This thread has been locked.

If you have a related question, please click the "Ask a related question" button in the top right corner. The newly created question will be automatically linked to this question.

Why codec engine access ARM memory so slow?

HW:DM8168

SW:ezsdk5.5.1.4+codec engine

I only run the following alg:

for(i=0;i<270;i++)
{
     for(j=0;j<480;j++)
    {
          dstbuffer[itmp+j]=0;

     }

}

 

dstbuffer is allocated from arm.

this will take 3millisecond,but when the alg run at the ARM,it only take 0.5millisecond.

Why the performance os dsp is slower  than ARM?

  • Dear Margarita:

         I change the codec of video_copy examples.

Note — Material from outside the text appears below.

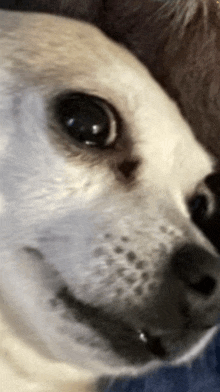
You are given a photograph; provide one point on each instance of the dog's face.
(97, 168)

    int MY_algorithm(char*orgbuffer,char*dstbuffer,int iwidth,int iheight)
    {
    unsigned int i=0;
    unsigned int j=0;

    for(i=0;i<270;i++)
    {
         for(j=0;j<480;j++)
        {
              dstbuffer[itmp+j]=0;

         }

    }


    }

     

    XDAS_Int32 VIDEOCOPY_TI_process(IVIDDEC_Handle h, XDM_BufDesc *inBufs,
    XDM_BufDesc *outBufs, IVIDDEC_InArgs *inArgs, IVIDDEC_OutArgs *outArgs)
    {
    XDAS_Int32 curBuf;
    XDAS_Int32 minSamples;

    Log_print5(Diags_ENTRY, "[+E] COLORCONVERT_TI_process(0x%lx, 0x%lx, 0x%lx, "
    "0x%lx, 0x%lx)",
    (IArg)h, (IArg)inBufs, (IArg)outBufs, (IArg)inArgs, (IArg)outArgs);

    /* validate arguments - this codec only supports "base" xDM. */
    if ((inArgs->size != sizeof(*inArgs)) ||
    (outArgs->size != sizeof(*outArgs))) {

    Log_print2(Diags_ENTRY, "[+E] COLORCONVERT_TI_process, unsupported size "
    "(0x%lx, 0x%lx)", (IArg)(inArgs->size), (IArg)(outArgs->size));

    return (IVIDDEC_EFAIL);
    }

    /* outArgs->bytesConsumed reports the total number of bytes consumed */
    outArgs->bytesConsumed = 0;

    /*
    * A couple constraints for this simple "copy" codec:
    * - Given a different number of input and output buffers, only
    * decode (i.e., copy) the lesser number of buffers.
    * - Given a different size of an input and output buffers, only
    * decode (i.e., copy) the lesser of the sizes.
    */

    for (curBuf = 0; (curBuf < inBufs->numBufs) &&
    (curBuf < outBufs->numBufs); curBuf++) {

    /* there's an available in and out buffer, how many samples? */
    minSamples = inBufs->bufSizes[curBuf] < outBufs->bufSizes[curBuf] ?
    inBufs->bufSizes[curBuf] : outBufs->bufSizes[curBuf];

    /* process the data: read input, produce output */
    //memcpy(outBufs->bufs[curBuf], inBufs->bufs[curBuf], minSamples);
    MY_algorithm(inBufs->bufs[curBuf],outBufs->bufs[curBuf],1920,1080);

    Log_print1(Diags_USER2, "[+2] COLORCONVERT_TI_process> "
    "Processed %d bytes.", (IArg)(minSamples ));
    outArgs->bytesConsumed += minSamples;
    }

    /* Fill out the rest of the outArgs struct */
    outArgs->extendedError = 0;
    outArgs->decodedFrameType = 0; /* TODO */
    outArgs->outputID = inArgs->inputID;
    outArgs->displayBufs.numBufs = 0; /* important: indicate no displayBufs */

    return (IVIDDEC_EOK);
    }

    And I run the algorithm video_copy.

    then I write an app use the MY_algorithm function at ARM side,not run  at DSP side.

    I found that the DSP run so slow than ARM.

    How to accelerate the memory access time ata DSP side?